Mixed biopolymer nanocomplexes conferred physicochemical stability and sustained release behavior to introduced curcumin

Abstract

Beta-lactoglobulin (BLG)-sodium alginate (ALG) electrostatic nanocomplexes were utilized to encapsulate and deliver curcumin in clear acidic media. Relative viscosity measurements confirmed that ALG wrapping around the globular BLG molecules occurred in the aqueous biopolymer mixture upon acidification. Curcumin was efficiently entrapped within developed green delivery systems. The encapsulation efficiency (EE) of curcumin was around 98%. The carriers were efficiently able to retain the curcumin inside over time. The physical stability of hydrophobic curcumin toward precipitation in aqueous solution was significantly improved after introduction into nanostructures. Moreover, nanocomplexes conferred considerable protection to curcumin against heat-induced degradation.

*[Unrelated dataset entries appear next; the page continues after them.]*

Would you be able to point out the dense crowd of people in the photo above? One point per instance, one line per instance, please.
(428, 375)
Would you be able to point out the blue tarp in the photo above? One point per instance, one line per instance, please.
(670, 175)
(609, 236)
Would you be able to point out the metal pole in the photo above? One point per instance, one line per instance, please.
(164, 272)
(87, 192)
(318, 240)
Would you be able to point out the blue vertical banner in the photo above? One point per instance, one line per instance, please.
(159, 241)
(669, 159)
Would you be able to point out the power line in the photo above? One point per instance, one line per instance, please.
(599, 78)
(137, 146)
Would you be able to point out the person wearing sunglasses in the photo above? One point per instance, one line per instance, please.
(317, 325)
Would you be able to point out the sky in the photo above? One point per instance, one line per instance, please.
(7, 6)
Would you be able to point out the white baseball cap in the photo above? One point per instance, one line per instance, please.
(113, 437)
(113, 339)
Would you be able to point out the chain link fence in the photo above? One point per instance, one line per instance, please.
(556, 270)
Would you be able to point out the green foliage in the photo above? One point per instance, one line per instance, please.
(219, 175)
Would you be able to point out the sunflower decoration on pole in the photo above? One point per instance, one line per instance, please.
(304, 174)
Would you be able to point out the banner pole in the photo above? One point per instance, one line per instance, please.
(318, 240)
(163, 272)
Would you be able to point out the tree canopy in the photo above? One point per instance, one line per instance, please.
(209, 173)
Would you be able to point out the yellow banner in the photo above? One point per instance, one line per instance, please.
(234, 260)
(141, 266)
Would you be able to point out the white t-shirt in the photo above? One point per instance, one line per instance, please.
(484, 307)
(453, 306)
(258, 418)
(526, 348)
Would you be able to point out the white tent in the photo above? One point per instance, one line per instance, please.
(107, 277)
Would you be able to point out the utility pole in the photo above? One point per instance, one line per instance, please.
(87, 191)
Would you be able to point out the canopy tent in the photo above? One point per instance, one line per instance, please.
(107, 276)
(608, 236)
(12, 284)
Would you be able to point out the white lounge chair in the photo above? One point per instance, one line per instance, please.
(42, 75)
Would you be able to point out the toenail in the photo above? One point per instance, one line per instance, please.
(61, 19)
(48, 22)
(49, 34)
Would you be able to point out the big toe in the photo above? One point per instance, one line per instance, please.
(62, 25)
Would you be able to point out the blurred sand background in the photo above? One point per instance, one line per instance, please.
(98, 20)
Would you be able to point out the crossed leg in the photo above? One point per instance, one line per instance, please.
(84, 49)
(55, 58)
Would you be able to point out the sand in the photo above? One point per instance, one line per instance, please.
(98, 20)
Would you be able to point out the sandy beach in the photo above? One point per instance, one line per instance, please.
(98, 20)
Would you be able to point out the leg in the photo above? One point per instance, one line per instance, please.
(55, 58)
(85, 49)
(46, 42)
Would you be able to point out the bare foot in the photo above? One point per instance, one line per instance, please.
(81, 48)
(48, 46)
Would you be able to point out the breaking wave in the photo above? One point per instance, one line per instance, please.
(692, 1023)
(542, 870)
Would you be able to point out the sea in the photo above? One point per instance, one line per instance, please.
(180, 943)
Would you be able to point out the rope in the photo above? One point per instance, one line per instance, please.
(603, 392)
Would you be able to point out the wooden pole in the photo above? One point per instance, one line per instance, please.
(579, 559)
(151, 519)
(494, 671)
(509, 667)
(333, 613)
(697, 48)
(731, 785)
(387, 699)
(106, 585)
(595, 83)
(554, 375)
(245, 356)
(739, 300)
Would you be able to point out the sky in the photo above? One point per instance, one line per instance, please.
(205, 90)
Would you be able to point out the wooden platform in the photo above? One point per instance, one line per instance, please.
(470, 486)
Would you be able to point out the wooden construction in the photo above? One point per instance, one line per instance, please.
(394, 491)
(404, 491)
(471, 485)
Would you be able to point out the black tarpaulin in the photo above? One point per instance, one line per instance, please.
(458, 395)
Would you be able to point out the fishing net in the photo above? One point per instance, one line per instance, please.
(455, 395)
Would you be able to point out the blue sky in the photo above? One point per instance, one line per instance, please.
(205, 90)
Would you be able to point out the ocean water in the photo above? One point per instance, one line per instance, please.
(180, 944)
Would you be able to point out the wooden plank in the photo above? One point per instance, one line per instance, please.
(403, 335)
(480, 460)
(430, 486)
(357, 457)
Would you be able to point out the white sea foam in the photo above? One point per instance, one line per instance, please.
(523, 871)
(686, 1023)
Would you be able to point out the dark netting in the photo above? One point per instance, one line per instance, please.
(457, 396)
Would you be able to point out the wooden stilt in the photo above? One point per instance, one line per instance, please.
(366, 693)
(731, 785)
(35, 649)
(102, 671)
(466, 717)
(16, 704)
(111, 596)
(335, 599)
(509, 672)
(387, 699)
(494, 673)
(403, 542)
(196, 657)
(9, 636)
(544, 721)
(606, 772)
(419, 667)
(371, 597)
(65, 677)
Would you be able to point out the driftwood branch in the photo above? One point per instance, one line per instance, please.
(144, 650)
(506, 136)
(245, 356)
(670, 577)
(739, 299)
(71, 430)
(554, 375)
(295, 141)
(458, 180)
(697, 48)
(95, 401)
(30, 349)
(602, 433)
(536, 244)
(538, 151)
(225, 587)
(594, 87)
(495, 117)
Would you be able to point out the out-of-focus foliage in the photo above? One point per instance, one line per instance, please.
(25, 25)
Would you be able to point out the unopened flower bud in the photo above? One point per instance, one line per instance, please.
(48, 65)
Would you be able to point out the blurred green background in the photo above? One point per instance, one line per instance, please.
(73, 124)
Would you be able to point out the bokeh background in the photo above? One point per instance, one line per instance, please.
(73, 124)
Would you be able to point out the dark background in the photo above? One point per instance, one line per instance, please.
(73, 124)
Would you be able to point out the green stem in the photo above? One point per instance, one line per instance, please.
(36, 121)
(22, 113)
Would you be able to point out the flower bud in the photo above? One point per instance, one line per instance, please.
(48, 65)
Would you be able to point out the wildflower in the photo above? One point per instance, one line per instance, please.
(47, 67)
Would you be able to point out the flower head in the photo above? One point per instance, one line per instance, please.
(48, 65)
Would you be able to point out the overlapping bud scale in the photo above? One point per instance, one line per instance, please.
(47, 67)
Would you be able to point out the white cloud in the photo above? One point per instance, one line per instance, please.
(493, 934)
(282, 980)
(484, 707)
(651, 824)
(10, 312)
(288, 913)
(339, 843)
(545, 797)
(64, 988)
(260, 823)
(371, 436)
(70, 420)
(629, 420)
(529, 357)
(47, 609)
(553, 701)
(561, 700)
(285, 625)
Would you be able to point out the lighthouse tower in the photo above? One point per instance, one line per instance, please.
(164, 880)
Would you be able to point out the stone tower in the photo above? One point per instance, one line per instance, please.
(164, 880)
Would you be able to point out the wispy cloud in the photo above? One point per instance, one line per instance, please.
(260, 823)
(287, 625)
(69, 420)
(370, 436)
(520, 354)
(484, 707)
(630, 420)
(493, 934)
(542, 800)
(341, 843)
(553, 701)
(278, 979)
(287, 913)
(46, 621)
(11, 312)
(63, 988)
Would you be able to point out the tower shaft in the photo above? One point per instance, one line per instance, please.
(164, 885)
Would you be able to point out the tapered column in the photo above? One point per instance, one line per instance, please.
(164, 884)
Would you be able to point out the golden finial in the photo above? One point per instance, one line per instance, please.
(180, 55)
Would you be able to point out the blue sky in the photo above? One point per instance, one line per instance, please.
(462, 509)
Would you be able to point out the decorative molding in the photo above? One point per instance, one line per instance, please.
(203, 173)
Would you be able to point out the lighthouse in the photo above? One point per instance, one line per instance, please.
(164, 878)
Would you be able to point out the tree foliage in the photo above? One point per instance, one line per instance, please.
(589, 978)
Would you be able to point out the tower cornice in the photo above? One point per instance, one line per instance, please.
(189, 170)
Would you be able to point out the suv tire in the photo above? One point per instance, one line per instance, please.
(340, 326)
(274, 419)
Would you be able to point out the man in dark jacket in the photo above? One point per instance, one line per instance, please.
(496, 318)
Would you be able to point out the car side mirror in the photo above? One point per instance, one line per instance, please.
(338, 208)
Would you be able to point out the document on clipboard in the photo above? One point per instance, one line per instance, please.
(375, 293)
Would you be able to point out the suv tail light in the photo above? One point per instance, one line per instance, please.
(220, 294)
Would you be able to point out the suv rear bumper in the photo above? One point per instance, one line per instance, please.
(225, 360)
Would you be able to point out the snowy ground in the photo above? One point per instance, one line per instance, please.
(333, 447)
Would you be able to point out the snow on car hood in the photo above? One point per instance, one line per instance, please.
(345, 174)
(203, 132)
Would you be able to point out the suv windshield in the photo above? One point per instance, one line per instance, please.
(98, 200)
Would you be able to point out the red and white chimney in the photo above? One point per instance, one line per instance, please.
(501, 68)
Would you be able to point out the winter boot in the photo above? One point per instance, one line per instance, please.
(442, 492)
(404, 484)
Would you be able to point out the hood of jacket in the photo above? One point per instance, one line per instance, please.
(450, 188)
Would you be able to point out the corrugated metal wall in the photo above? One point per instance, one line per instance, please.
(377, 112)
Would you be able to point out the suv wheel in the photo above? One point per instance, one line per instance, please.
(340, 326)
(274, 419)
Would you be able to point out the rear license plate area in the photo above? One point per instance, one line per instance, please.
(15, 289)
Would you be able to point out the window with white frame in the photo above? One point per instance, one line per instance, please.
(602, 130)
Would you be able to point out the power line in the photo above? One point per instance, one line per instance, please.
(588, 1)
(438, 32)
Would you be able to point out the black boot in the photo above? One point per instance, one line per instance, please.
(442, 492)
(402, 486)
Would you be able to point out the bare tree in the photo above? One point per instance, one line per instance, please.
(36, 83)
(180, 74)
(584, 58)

At the end of 15-day storage at 45 °C, the amounts of curcumin loaded in nanocomplexes were significantly (p < 0.05) larger than those loaded in blank samples. Non-significant changes in the particle size after high temperature short time (HTST) heat treatment indicated that the presence of polysaccharide shell around the protein core increased the thermal stability of BLG at acidic conditions. No release occurred in simulated fasting and non-fasting gastric conditions. However, a sustained release behavior (78.5% during 12 h) was observed in simulated intestinal fluid.